Es legendario y antiquísimo el deseo del ser humano de anticipar el futuro, de conocer ese destino que nos aguarda escrito en las estrellas, en las vísceras de las aves o en los posos del café con leche. Todo un mundo de sibilas, pitonisas, magos, arúspices y cantamañanas se ha ganado muy bien la vida con esto desde antiguo.

Quizá haya existido siempre la esperanza de que, conociéndolo, pueda cambiarse nuestro futuro ya que, como decía Agatón, ni siquiera los dioses pueden cambiar el pasado. A mi personalmente me merecería mucho más respeto, incluso temor reverencial, alguien que fuera capaz de adivinar mi pasado, porque sería la prueba del nueve de su condición de ser superior. Nunca he conocido a alguien así, pero no pierdo la ilusión. Besaría su túnica y lo seguiría donde quiera que fuese.

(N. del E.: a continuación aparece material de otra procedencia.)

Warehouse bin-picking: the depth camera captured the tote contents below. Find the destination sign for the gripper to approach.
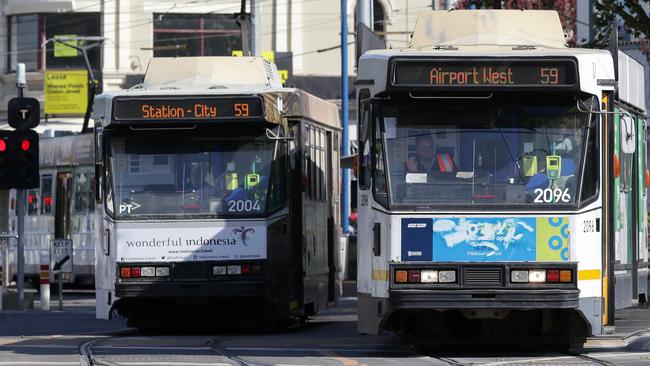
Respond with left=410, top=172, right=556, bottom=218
left=113, top=97, right=264, bottom=121
left=392, top=60, right=577, bottom=87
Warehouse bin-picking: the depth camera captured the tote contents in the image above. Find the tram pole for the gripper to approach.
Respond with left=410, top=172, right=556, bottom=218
left=16, top=63, right=27, bottom=311
left=341, top=0, right=350, bottom=234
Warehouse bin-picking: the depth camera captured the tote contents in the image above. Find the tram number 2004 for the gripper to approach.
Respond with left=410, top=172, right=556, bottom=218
left=228, top=200, right=262, bottom=212
left=533, top=188, right=571, bottom=203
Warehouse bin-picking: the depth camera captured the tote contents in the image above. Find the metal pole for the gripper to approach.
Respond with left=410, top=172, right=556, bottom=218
left=59, top=271, right=63, bottom=310
left=16, top=189, right=25, bottom=311
left=341, top=0, right=350, bottom=234
left=251, top=0, right=262, bottom=56
left=16, top=63, right=27, bottom=311
left=357, top=0, right=375, bottom=29
left=40, top=250, right=50, bottom=311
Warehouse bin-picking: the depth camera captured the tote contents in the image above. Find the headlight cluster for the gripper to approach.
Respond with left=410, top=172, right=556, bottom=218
left=120, top=266, right=169, bottom=278
left=510, top=269, right=573, bottom=283
left=395, top=269, right=456, bottom=283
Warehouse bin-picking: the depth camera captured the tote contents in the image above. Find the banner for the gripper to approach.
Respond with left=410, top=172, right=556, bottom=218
left=44, top=69, right=88, bottom=115
left=115, top=222, right=266, bottom=262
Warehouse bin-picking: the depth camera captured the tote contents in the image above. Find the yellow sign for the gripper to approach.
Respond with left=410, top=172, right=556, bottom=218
left=54, top=34, right=81, bottom=57
left=278, top=70, right=289, bottom=85
left=44, top=70, right=88, bottom=115
left=231, top=50, right=289, bottom=85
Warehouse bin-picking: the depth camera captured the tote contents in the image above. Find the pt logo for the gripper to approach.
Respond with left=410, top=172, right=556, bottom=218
left=120, top=202, right=141, bottom=213
left=232, top=226, right=255, bottom=246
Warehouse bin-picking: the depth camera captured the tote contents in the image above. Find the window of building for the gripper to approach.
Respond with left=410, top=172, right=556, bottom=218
left=153, top=14, right=242, bottom=57
left=7, top=13, right=101, bottom=72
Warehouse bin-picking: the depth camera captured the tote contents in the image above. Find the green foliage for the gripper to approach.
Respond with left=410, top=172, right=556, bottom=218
left=591, top=0, right=650, bottom=48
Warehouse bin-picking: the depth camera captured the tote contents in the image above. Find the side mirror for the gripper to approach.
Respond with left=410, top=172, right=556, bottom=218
left=621, top=115, right=636, bottom=154
left=95, top=125, right=104, bottom=203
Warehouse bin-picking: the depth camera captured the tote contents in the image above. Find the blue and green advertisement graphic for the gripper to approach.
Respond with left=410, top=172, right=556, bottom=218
left=402, top=217, right=569, bottom=262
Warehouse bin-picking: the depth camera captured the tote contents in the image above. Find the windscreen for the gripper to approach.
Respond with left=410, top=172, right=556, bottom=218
left=374, top=102, right=596, bottom=206
left=106, top=126, right=283, bottom=218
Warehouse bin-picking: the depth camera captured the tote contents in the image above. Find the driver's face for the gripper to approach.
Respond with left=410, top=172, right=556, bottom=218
left=415, top=140, right=433, bottom=159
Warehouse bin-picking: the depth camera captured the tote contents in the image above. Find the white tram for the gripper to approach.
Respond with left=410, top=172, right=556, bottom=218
left=356, top=10, right=649, bottom=346
left=93, top=57, right=341, bottom=327
left=0, top=134, right=101, bottom=288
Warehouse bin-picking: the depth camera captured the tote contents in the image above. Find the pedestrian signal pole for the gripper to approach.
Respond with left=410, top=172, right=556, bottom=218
left=5, top=64, right=41, bottom=310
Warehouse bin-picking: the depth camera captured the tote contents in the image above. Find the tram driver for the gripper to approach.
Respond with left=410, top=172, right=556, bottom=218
left=404, top=134, right=456, bottom=173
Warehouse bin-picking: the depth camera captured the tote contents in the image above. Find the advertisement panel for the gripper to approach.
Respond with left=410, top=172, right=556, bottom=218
left=402, top=217, right=569, bottom=262
left=115, top=222, right=266, bottom=262
left=44, top=69, right=88, bottom=115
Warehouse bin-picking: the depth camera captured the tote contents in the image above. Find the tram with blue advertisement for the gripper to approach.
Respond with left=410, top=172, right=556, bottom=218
left=93, top=57, right=341, bottom=328
left=356, top=10, right=650, bottom=347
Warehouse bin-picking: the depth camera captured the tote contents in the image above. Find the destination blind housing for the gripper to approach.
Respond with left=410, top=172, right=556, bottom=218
left=390, top=58, right=577, bottom=88
left=113, top=97, right=264, bottom=121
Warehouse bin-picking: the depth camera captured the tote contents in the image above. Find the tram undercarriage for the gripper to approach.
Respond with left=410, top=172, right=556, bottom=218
left=385, top=309, right=590, bottom=348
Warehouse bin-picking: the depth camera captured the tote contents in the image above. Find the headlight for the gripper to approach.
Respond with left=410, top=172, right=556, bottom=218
left=438, top=271, right=456, bottom=283
left=510, top=271, right=528, bottom=283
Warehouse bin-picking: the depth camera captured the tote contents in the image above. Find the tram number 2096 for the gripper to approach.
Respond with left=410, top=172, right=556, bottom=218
left=227, top=200, right=262, bottom=212
left=533, top=188, right=571, bottom=203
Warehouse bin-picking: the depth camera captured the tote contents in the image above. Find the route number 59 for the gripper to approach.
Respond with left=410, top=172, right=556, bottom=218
left=235, top=103, right=250, bottom=117
left=534, top=188, right=571, bottom=203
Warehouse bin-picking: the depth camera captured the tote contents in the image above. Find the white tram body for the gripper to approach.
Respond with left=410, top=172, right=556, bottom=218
left=356, top=10, right=648, bottom=341
left=93, top=57, right=341, bottom=326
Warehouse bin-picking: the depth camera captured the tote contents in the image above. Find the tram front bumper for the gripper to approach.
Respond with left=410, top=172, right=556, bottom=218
left=389, top=289, right=580, bottom=310
left=115, top=280, right=268, bottom=298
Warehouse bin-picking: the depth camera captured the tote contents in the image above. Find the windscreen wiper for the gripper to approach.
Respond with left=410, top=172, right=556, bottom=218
left=495, top=125, right=523, bottom=180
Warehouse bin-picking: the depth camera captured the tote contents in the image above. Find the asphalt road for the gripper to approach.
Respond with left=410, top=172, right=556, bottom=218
left=0, top=288, right=650, bottom=366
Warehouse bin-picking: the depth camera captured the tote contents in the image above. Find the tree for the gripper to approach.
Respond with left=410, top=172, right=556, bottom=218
left=591, top=0, right=650, bottom=47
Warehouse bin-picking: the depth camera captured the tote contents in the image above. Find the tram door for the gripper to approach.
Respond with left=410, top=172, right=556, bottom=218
left=323, top=131, right=338, bottom=302
left=54, top=172, right=72, bottom=239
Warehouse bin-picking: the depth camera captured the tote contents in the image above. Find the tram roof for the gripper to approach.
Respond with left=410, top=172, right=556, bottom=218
left=409, top=10, right=566, bottom=48
left=93, top=57, right=341, bottom=129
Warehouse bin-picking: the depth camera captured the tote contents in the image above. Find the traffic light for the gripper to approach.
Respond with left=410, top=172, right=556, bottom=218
left=9, top=130, right=39, bottom=189
left=0, top=131, right=13, bottom=189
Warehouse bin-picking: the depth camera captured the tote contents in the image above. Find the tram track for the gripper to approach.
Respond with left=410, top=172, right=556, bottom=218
left=79, top=338, right=119, bottom=366
left=207, top=338, right=271, bottom=366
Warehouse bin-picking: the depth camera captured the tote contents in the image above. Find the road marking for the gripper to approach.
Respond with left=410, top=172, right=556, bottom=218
left=0, top=361, right=79, bottom=366
left=318, top=351, right=361, bottom=366
left=93, top=345, right=212, bottom=351
left=226, top=347, right=413, bottom=354
left=119, top=361, right=232, bottom=366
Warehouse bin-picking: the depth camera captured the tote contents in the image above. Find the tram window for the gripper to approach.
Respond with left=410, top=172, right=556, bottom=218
left=581, top=117, right=600, bottom=202
left=320, top=130, right=331, bottom=202
left=41, top=174, right=53, bottom=215
left=106, top=127, right=286, bottom=218
left=27, top=189, right=40, bottom=216
left=372, top=119, right=388, bottom=206
left=309, top=126, right=316, bottom=199
left=374, top=100, right=598, bottom=206
left=302, top=124, right=311, bottom=198
left=357, top=89, right=372, bottom=190
left=73, top=171, right=94, bottom=213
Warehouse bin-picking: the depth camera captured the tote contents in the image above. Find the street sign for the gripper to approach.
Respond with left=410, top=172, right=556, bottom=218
left=7, top=97, right=41, bottom=130
left=50, top=239, right=73, bottom=273
left=45, top=69, right=88, bottom=115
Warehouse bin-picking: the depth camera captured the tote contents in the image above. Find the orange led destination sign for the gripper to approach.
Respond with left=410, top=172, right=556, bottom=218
left=113, top=97, right=264, bottom=121
left=392, top=59, right=577, bottom=87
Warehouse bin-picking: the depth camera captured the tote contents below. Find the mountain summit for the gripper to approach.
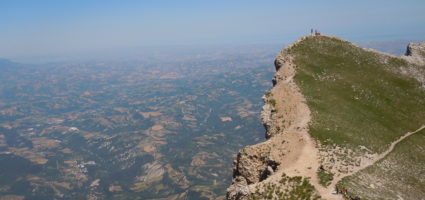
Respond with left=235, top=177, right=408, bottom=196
left=227, top=35, right=425, bottom=200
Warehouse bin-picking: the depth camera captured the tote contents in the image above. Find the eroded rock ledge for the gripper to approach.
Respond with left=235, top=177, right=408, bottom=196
left=227, top=38, right=318, bottom=200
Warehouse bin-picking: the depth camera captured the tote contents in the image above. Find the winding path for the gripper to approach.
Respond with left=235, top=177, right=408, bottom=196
left=318, top=125, right=425, bottom=199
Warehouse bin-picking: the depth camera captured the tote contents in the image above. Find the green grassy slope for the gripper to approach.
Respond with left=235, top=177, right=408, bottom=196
left=287, top=36, right=425, bottom=200
left=288, top=36, right=425, bottom=152
left=342, top=130, right=425, bottom=200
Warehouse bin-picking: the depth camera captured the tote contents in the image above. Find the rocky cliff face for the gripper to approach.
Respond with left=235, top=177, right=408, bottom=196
left=227, top=36, right=318, bottom=200
left=227, top=36, right=425, bottom=200
left=405, top=42, right=425, bottom=65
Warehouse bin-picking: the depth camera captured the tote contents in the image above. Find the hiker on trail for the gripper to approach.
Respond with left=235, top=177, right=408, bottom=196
left=335, top=183, right=340, bottom=194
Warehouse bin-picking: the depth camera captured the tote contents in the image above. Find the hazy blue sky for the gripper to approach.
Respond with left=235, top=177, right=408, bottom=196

Cerrados por jubilación el oráculo de Delfos y los misterios de Eleusis, la curiosidad por el porvenir sigue intacta. Economistas y sociólogos han recogido la venerable antorcha : nos siguen aterrando con sus pronósticos y vaticinios… y la posterior explicación de sus errores, que son más bien los nuestros, por no entender las profecías ni las parábolas.

Cuando se publican encuestas del CIS, libros del Niño Becerra (qué nombre más taurino para un economista, por cierto) o el índice de confianza de la Universidad de Michigan, no puedo evitar recordar aquella anécdota de la primera guerra púnica. Era yo joven – cuando me la contaron, no durante la primera guerra púnica, que era más joven todavía – y causóme profunda impresión.

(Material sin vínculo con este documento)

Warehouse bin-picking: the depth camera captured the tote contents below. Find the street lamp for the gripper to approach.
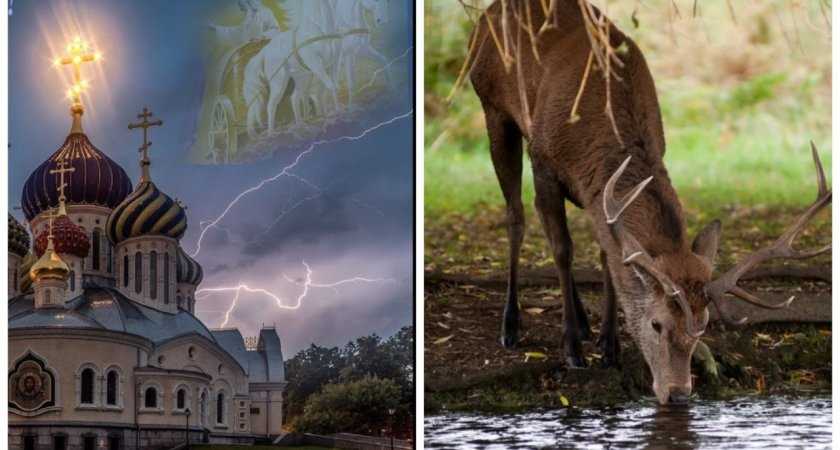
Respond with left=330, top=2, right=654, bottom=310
left=184, top=408, right=190, bottom=450
left=388, top=408, right=397, bottom=450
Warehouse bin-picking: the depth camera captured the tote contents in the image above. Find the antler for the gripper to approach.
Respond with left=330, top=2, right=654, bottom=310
left=706, top=142, right=831, bottom=325
left=604, top=155, right=709, bottom=338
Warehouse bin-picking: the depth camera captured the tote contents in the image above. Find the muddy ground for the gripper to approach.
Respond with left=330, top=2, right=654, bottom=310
left=424, top=207, right=831, bottom=413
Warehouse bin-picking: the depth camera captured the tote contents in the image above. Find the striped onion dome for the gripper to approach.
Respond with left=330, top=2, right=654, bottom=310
left=105, top=181, right=187, bottom=245
left=9, top=214, right=30, bottom=258
left=21, top=131, right=131, bottom=220
left=176, top=247, right=204, bottom=286
left=35, top=215, right=90, bottom=258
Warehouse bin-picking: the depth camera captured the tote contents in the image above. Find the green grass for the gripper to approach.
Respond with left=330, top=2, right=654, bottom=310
left=424, top=0, right=831, bottom=220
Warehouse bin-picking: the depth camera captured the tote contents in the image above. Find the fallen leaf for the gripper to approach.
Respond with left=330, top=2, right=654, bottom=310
left=525, top=352, right=548, bottom=362
left=525, top=307, right=545, bottom=316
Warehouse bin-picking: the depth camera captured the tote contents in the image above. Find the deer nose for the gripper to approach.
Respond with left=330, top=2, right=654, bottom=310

Roma y Cartago tenían sus primeros rifirrafes por el control de Sicilia. La flota romana al frente de la cual estaba el cónsul Publio Claudio Pulcro, se aprestó al combate.

Como buen romano antiguo que era, estaba impaciente por entrar en batalla. La hora del ataque debía determinarse, según la tradición, cuando los auspicios fueran favorables, no de cualquier manera y a la ligera. El futurólogo de la expedición mostró su preocupación porque los pollos sagrados estaban inapetentes y les dio por no comer, lo que fue considerado un mal augurio. El impío cónsul, harto de esperar a los caprichosos pollos, y, diciendo las palabras sacrílegas “pues si no quieren comer, que beban”, lanzó los pollos con su jaula y todo al mar.

La expedición entró en pánico, y fuere por esto o por su impericia náutica, la batalla subsiguiente (la batalla de Drápeno) fue perdida por los romanos. Publio Claudio fue juzgado con severidad y su historia y su destino nefasto se pierde en la historia, su desenlace no se conoce con certeza.

No obstante, muchos años después, pervivía la historia en los textos de Cicerón y de Valerio Máximo, que consideraron inadmisible la falta de respeto a los pollos sagrados y a sus designios que, indudablemente, acarrearon el fatal desenlace.

Cuando la gente se burla de nuestro pollo sagrado, que es en la actualidad José Félix Tezanos, sibilino sacerdote de ese templo que es el Centro de Investigaciones Sociológicas, y quiere tirarlo al mar o recortarle el pienso, creo que debieran seguir recordando la historia de Publio Claudio Pulcro y tentarse la ropa. A chufla lo toma la gente, pero a mí, como “el Piyayo”, me da una pena muy grande, y me causa un respeto imponente.